Коммуникации получилась сразу. Молодая немка по имени Марта сказала, что исследует биографии политиков, которые стали позором своей страны. Турецкий писатель Джемаль обещал закончить здесь книгу, в которой будут объединены молодой Гитлер, изгнанный из СССР Троцкий и пятый этаж квартиры на Россау Ланде, в которой жила девушка Гюзель, искавшая идею свободы среди блюд шведского стола, в меню которого был только фашизм, нацизм и коммунизм. «Она потом должна будет вернуться к исламу», – объявил Джемаль и ушел.
– Как интересно, – сказал Андреев Марте, которая проводила Джемаля печальным и немного обиженным взглядом.
– Вы откуда? – спросила она.
– Из Украины.
– О! – обрадовалась Марта. – Моя бабушка была в Киеве во время войны. Она работала телеграфисткой. Ей очень понравился город.
– Мой дед во время войны был в Кенигсберге. Он работал пулеметчиком. Ему очень понравился город. Правда, он вспоминал об этом путешествии не часто.
– Я вас обидела? – встрепенулась Марта. – Она была очень молодой, моя бабушка, ей было семнадцать лет, и она многого не понимала.
– Нет, правда нет, – покачал головой Андреев.
Война заканчивается не тогда, когда умирает последний солдат. Война заканчивается тогда, когда начинается следующая. У союзников не принято спрашивать, что они делали в прошлом веке.
На окнах дома Элизабет были ставни. Никаких занавесок, штор, жалюзи, ничего такого, что прятало бы дом от солнца и постороннего уличного глаза.
Когда отец ушел от матери, родственники заставили ее поставить на окна ставни: «Первый этаж, а ну как дурак всякий полезет?» Шестилетний Андреев живо представил себе картину: вор лезет в окна, сначала бьет стекло, потом – топором – рубит деревяшки ставен, и наконец уставший спрыгивает с высокого подоконника и просит водички.

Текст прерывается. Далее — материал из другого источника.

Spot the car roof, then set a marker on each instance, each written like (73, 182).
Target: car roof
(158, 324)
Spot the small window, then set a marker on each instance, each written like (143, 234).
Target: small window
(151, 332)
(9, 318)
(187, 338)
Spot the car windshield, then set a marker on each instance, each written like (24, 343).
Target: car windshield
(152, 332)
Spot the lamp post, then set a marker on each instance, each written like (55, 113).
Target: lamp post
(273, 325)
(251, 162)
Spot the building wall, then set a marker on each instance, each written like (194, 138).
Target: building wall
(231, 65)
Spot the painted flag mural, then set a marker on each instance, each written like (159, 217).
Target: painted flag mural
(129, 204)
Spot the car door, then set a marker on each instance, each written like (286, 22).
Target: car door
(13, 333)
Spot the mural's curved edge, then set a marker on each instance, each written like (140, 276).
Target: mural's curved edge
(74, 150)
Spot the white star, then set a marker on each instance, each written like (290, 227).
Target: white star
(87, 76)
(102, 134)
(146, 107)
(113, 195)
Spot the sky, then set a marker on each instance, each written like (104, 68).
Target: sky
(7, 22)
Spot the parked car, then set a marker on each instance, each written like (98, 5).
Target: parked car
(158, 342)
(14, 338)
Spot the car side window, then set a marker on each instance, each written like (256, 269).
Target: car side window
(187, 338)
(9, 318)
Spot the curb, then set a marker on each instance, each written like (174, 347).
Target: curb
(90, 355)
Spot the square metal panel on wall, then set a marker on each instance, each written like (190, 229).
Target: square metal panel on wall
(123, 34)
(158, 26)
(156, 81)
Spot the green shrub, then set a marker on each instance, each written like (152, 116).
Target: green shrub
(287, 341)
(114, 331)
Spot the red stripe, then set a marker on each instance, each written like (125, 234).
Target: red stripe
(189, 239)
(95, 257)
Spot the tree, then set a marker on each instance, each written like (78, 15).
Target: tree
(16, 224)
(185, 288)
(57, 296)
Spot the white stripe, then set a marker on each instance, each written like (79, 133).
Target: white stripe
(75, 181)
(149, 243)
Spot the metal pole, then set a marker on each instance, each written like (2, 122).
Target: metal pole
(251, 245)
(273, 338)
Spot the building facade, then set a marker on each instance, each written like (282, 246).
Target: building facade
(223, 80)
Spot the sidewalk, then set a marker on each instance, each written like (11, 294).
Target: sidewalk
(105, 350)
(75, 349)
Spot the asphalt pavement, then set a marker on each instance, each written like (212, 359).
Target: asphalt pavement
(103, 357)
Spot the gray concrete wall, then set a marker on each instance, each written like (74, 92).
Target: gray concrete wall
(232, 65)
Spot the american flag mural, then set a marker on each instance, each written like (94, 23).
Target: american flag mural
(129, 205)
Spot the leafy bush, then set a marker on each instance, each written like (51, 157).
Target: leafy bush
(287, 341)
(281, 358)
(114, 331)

Мать попыталась воспользоваться ставнями один раз. Уезжая с Андреевым в отпуск, она закрыла ими окна, застегнув на специальный замок. Родственники не одобрили. Сказали, что теперь всякий вор будет знать, что их нет дома. Всякому проходимцу это будет видно. Мать согласилась.
Ставни были забыты и спрятаны под шторами, которые тогда назывались портьерами. Они пригодились Андрееву, когда он совсем уже вырос. Когда случилась Марина большая, а потом – не без ставен – Марина маленькая. Деревяшки на окнах хорошо делали «вечер», «ночь», «темно» и «время сна». Не так давно ставни были побеждены пластиковыми окнами. Когда их вырывали из оконного откоса, Андреев ощутил глухую тоску.
Портретов, что висели над греденцией, было семь. Один женский, шесть мужских. Или так: три детских, четыре взрослых. Четыре взрослых мужчины смотрели на Андреева из прошлого, а может быть, даже позапрошлого века. Двое лысых, крупных, в темных костюмах были нарисованы маслом. И было видно, что им обоим не нравилось позировать, они мучились, сердились и лысины их становились мокрыми. Двое других были маленькими, артистичными, карандашными, а может, чернильными. Скорее франтами, чем фабрикантами, но франтами, ушедшими раньше, чем те двое, что были так довольны своими удобными креслами и шитыми на заказ пиджаками. В этих двух маленьких не было ничего от нынешней жизни, от денег, от могущества. Один «маленький» был стариком с огромной, торчащей в разные стороны бородой. Другой «маленький», наверное, даже не заметил, что его рисовали…
«Маленькие» были такими, каким мог быть в позапрошлом веке Андреев, мечтавший к старости обзавестись дурной бородой и разрешенной синильной неприкаянностью. «Большие» должны были бы вызывать классовую ненависть, но этот период – период острой зависти к богатству, к деньгами не быстрым, в их широтах невиданным, переданным по наследству, – прошел. Прошел как-то сам по себе, не через пошлое «не жили богато, нечего и начинать», а через согласие на то место и то время, которое выделили лично ему, Андрееву. На сапоги, в общем, которые он сам должен был сносить.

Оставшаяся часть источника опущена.